Di balik kehebohan tersebut, sang pemilik akun sekaligus Direktur PT Bina Tani Makmur Jombang, Budianto (47), buka suara. Ia mengungkapkan bahwa video itu sebenarnya hanyalah konten iseng yang direkam di salah satu lahan pertaniannya di kawasan Merakurak, Kabupaten Tuban, Jawa Timur.
Pria asal Kabupaten Jombang ini bercerita, sebelum membuat video viral tersebut, ia sebenarnya sudah sering mengunggah konten yang memperlihatkan keunggulan teknologi pertanian di kebunnya. Mulai dari pemanfaatan drone untuk mengangkut pupuk hingga bibit tanaman. Sayangnya, konten-konten tersebut sepi peminat.

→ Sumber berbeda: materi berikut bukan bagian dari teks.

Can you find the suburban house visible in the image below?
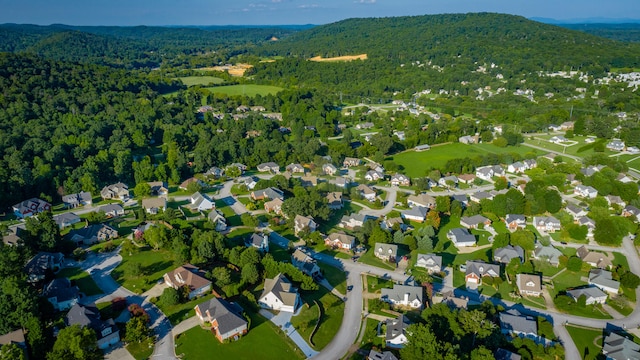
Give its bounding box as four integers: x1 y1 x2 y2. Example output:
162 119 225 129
100 183 129 201
400 206 429 222
460 215 491 229
251 187 284 201
500 309 538 340
602 332 640 360
66 224 118 245
62 191 93 209
257 162 280 174
195 298 249 342
516 274 542 296
342 157 362 167
373 243 398 264
589 269 620 294
142 197 167 215
42 278 80 311
163 264 211 299
327 191 342 210
264 198 284 215
258 274 300 313
293 215 318 235
415 254 442 274
576 245 613 269
493 245 524 265
464 260 500 290
53 213 80 229
390 174 411 186
533 243 563 266
64 304 120 349
573 185 598 199
207 210 227 232
384 315 409 349
191 192 216 211
504 214 527 231
356 184 376 202
244 233 269 253
407 194 436 208
12 198 51 219
291 248 322 278
533 216 562 232
380 284 424 309
322 163 338 175
447 228 476 247
567 286 607 305
24 252 64 283
98 204 124 218
324 232 356 250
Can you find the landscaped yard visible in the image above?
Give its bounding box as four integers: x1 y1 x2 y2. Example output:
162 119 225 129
56 267 102 296
176 313 304 360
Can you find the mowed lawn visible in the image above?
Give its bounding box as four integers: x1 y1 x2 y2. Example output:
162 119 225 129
176 314 304 360
207 84 283 96
392 143 542 178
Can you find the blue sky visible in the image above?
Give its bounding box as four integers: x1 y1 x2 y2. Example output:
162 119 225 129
0 0 640 25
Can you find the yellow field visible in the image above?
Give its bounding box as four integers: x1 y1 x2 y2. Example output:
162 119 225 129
309 54 367 62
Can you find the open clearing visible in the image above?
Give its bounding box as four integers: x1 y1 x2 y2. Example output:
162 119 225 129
309 54 367 62
207 84 282 96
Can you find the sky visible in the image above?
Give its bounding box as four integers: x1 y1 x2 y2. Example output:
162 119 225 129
0 0 640 26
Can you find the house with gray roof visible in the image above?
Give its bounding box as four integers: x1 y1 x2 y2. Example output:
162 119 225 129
195 298 249 342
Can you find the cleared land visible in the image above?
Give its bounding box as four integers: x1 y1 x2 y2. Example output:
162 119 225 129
207 84 282 96
309 54 367 62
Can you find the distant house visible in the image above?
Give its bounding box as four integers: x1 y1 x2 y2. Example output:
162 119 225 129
258 274 300 313
293 215 318 235
64 304 120 349
12 198 51 219
194 298 249 342
516 274 542 296
589 269 620 294
373 243 398 264
163 264 211 299
42 278 80 311
191 192 216 211
384 315 409 349
567 285 607 305
100 183 129 202
324 232 356 250
62 191 93 209
415 254 442 274
244 233 269 253
66 224 118 246
257 162 280 174
447 228 476 247
380 284 424 309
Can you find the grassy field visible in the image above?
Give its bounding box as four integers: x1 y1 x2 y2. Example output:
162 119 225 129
176 313 304 360
178 76 224 86
567 325 602 360
56 268 102 296
206 84 283 96
392 143 542 178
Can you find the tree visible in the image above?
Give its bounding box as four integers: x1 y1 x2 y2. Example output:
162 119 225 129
47 325 103 360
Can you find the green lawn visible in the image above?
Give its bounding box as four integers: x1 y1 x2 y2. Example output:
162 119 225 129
567 325 603 360
111 248 182 294
56 268 102 296
206 84 283 96
176 313 304 360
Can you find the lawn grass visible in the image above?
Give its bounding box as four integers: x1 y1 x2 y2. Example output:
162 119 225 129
56 267 102 296
176 313 304 360
111 247 182 294
206 84 283 96
566 325 603 360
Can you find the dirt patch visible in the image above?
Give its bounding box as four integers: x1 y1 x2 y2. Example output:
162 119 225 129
309 54 367 62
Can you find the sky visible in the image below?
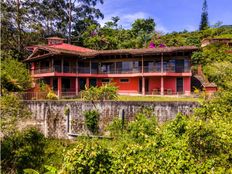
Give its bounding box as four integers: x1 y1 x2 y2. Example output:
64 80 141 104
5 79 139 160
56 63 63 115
98 0 232 33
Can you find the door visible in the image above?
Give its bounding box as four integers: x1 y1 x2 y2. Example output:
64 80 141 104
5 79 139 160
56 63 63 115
176 77 184 93
79 78 86 91
139 79 149 93
52 78 58 91
89 79 97 87
145 79 149 93
176 59 184 73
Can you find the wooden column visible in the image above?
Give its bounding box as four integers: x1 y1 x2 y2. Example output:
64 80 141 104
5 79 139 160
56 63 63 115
161 53 164 73
160 53 164 95
57 77 62 98
50 77 53 90
86 77 89 88
76 77 79 95
160 76 164 95
38 61 41 73
114 62 117 74
31 62 35 75
76 60 79 73
142 77 145 95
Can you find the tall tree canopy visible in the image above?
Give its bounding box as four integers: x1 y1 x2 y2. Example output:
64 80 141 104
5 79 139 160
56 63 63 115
1 0 103 59
199 0 209 30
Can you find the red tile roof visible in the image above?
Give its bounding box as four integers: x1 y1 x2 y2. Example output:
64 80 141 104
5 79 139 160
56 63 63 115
46 37 67 40
46 43 95 52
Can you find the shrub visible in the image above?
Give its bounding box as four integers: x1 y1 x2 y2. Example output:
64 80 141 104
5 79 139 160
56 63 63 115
46 91 58 100
128 108 158 142
84 110 100 134
1 128 45 173
107 118 126 137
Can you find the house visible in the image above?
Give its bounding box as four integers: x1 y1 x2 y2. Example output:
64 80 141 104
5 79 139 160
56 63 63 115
24 37 197 97
201 38 232 47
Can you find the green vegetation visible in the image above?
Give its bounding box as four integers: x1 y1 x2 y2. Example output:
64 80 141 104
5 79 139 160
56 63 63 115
0 94 30 136
1 52 31 94
84 110 100 134
2 91 232 173
199 0 209 30
117 95 202 102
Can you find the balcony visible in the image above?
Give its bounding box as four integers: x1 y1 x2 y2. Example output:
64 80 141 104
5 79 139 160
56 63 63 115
34 65 191 74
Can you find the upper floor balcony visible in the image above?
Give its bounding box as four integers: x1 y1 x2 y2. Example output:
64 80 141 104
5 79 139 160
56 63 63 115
31 59 191 75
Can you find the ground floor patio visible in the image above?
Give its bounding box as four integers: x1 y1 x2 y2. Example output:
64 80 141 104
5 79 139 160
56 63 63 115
37 76 191 97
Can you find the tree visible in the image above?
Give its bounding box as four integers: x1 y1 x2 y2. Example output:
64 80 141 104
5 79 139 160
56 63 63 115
199 0 209 30
64 0 104 43
1 52 31 94
131 18 155 48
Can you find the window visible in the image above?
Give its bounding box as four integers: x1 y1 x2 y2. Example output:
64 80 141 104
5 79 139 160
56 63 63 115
120 79 129 83
102 79 110 83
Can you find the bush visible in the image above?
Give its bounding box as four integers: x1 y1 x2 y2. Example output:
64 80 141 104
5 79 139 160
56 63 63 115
46 91 58 100
128 108 158 142
61 142 112 173
107 118 126 137
84 110 100 134
0 93 31 136
1 128 45 173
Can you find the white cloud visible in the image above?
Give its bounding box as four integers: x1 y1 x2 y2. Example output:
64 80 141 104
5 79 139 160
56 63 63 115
99 10 169 33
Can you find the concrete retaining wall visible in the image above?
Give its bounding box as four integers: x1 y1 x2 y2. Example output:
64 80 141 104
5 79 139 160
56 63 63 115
24 101 199 138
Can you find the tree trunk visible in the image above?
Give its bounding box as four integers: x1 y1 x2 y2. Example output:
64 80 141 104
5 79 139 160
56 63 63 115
16 0 22 52
68 0 72 44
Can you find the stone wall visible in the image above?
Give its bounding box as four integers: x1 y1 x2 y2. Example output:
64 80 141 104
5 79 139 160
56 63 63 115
23 101 199 138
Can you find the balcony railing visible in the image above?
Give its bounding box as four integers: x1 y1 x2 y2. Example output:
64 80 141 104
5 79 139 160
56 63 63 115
34 66 191 74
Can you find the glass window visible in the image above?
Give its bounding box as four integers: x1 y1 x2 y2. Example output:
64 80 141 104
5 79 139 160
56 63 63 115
102 79 110 83
120 79 129 83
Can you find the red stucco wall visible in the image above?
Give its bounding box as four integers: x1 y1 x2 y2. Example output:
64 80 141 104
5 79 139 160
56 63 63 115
184 77 191 94
113 77 139 93
149 77 161 92
97 77 139 93
164 77 176 93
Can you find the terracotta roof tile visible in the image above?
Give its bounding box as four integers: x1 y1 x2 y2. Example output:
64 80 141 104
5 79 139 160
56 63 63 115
47 43 94 52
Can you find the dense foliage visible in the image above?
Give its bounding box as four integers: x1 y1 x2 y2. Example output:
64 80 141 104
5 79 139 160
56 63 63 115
0 94 30 135
2 91 232 173
1 129 45 173
1 52 31 94
84 110 100 134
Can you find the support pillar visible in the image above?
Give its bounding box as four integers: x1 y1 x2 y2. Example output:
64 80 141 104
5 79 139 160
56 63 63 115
57 77 62 98
160 76 164 95
31 62 35 75
61 57 64 73
76 77 79 95
160 53 164 73
50 77 53 91
142 77 145 95
86 77 89 89
51 58 55 72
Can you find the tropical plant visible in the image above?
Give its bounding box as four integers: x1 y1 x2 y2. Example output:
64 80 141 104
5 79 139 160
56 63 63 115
84 110 100 134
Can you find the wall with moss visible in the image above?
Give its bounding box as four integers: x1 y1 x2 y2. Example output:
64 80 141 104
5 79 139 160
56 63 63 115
23 101 199 138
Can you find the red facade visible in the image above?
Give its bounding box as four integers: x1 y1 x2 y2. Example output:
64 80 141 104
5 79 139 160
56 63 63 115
25 38 197 97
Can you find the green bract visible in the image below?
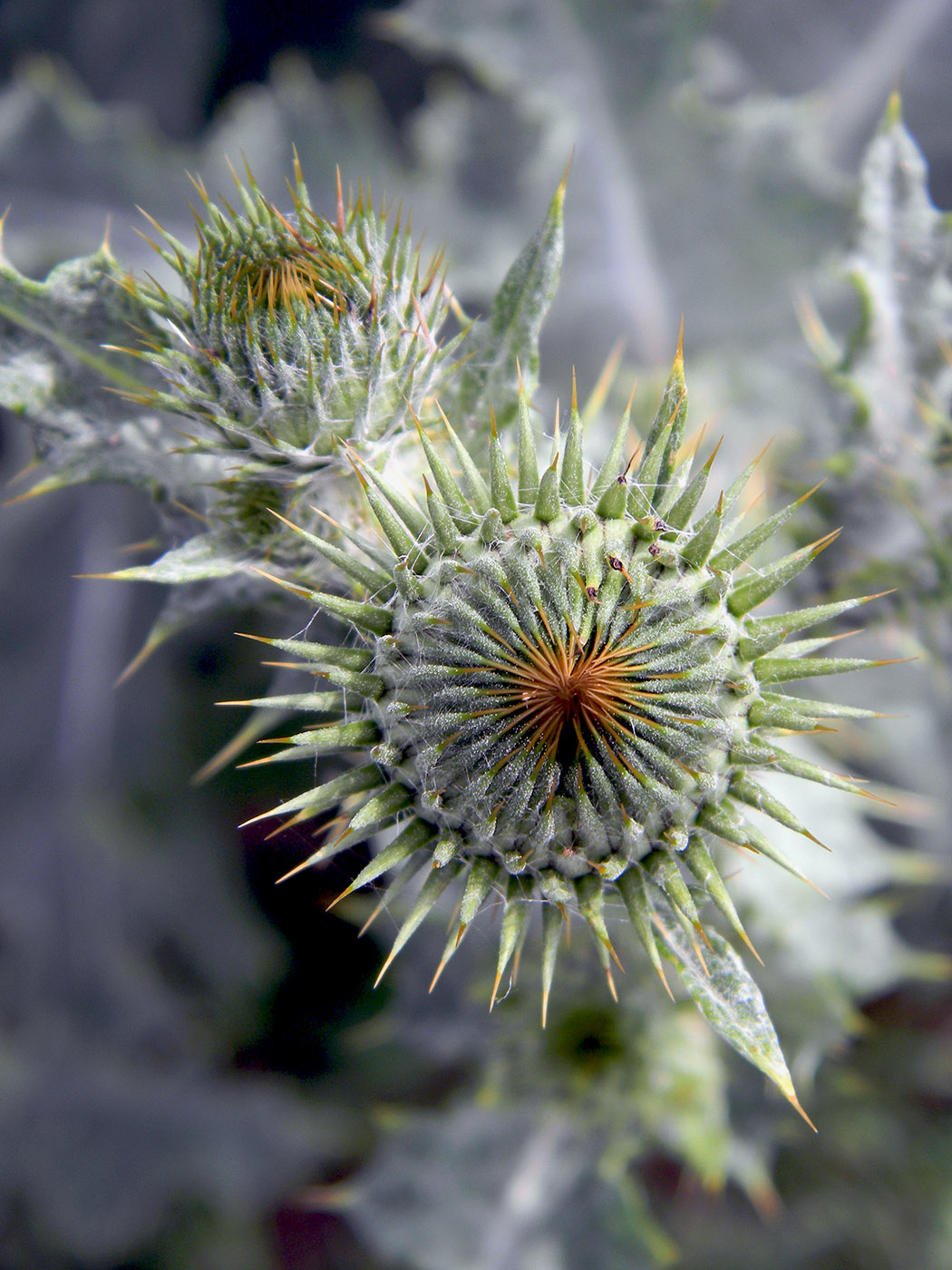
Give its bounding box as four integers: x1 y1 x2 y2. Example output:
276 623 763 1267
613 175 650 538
243 348 879 1107
136 161 452 466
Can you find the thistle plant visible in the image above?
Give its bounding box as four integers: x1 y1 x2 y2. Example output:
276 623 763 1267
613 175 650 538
0 160 564 653
803 94 952 666
4 146 903 1122
235 344 881 1099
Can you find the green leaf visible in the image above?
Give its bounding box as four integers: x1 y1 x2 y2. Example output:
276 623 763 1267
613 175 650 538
444 174 568 428
655 915 812 1127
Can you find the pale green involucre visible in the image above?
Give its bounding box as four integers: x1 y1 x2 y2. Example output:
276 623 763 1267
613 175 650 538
243 349 877 1118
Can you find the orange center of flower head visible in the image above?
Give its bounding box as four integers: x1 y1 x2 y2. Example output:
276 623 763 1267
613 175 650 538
480 617 656 767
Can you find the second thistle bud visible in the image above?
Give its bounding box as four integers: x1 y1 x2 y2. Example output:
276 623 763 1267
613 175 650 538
137 162 459 467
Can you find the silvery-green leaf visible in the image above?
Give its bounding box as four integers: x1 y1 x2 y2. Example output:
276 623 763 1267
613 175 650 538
655 918 811 1124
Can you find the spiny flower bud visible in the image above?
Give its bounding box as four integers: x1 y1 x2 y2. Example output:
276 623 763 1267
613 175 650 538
239 347 879 1112
133 159 461 467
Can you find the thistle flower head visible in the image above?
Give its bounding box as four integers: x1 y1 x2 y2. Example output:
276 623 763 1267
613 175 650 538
242 349 893 1061
133 160 461 464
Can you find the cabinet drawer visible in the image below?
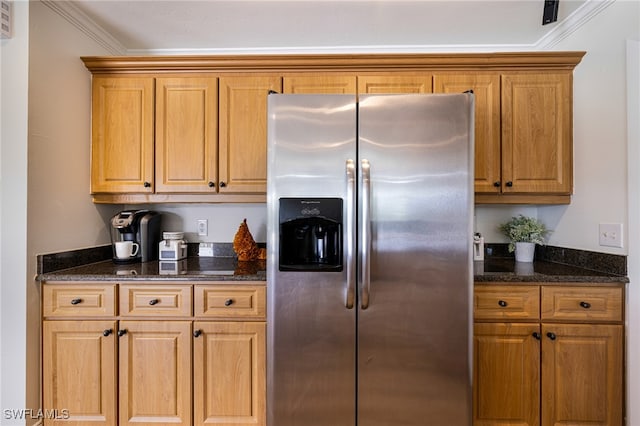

Hingga akhirnya, sebuah ide spontan muncul ketika ia melihat para pekerja hendak pulang dari sawah.
“Sebenarnya saya buat konten iseng saja. Eh, coba-coba angkut aku (petani) kuat enggak? Wah, beratmu kan cuma 60 kg sampai 70 kg. Kalau diangkut bisa nyampe sana,” kata Budianto, Selasa (7/7/2026).
Tak disangka, eksperimen iseng tersebut justru meledak di media sosial. Videonya langsung ditonton jutaan kali dan dibagikan ulang oleh ribuan netizen.
“Ternyata penuh komentar di situ. Waduh, kok follower-nya banyak, dan komentarnya, ribuan bahkan dilihat jutaan kali itu, mas,” ujarnya terkejut.
Meski konten tersebut berawal dari keisengan, Budianto menegaskan bahwa sosok yang bergelantungan di bawah drone tersebut bukanlah dirinya.
“Bukan saya yang naik drone, tapi kepala pekerja area, mitra saya,” jelasnya.
Ia juga mengklaim tetap memperhitungkan faktor keamanan di lapangan. Meskipun drone tersebut memiliki daya angkut yang sangat besar, proses pemindahan pekerja dilakukan secara bergantian dan hati-hati.
“Kita mikir keamanan juga kan, Mas. Jadi satu-satu aja. Naik dan menurunkannya juga pelan-pelan,” tambah Budianto.
Ia mengakui bahwa drone tersebut memang tidak dirancang untuk mengangkut manusia. Oleh karena itu, ia tidak memaksakan semua pekerja dan hanya membawa mereka yang bersedia saja.
Pemanfaatan teknologi drone di lahan pertanian Budianto sebenarnya dipicu oleh kondisi geografis yang ekstrem. Lahan perkebunannya berada di kawasan terisolasi dekat pantai dengan medan berlumpur yang belum pernah ditanami sebelumnya.
“Akses jalannya ini enggak bisa (dilalui dengan kendaraan), soalnya enggak ada jalan,” ungkap Budianto.
Karena kendaraan darat biasa tidak bisa menembus medan tersebut, ia dan para mitra taninya memutar otak mencari solusi transportasi logistik yang efisien.
“Jadi solusinya gimana? Masa kita pakai helikopter. Oh, enggak mungkin. Izinnya besar. Pakai apa? Pakai drone aja. Drone pertanian yang kapasitasnya besar,” ucapnya.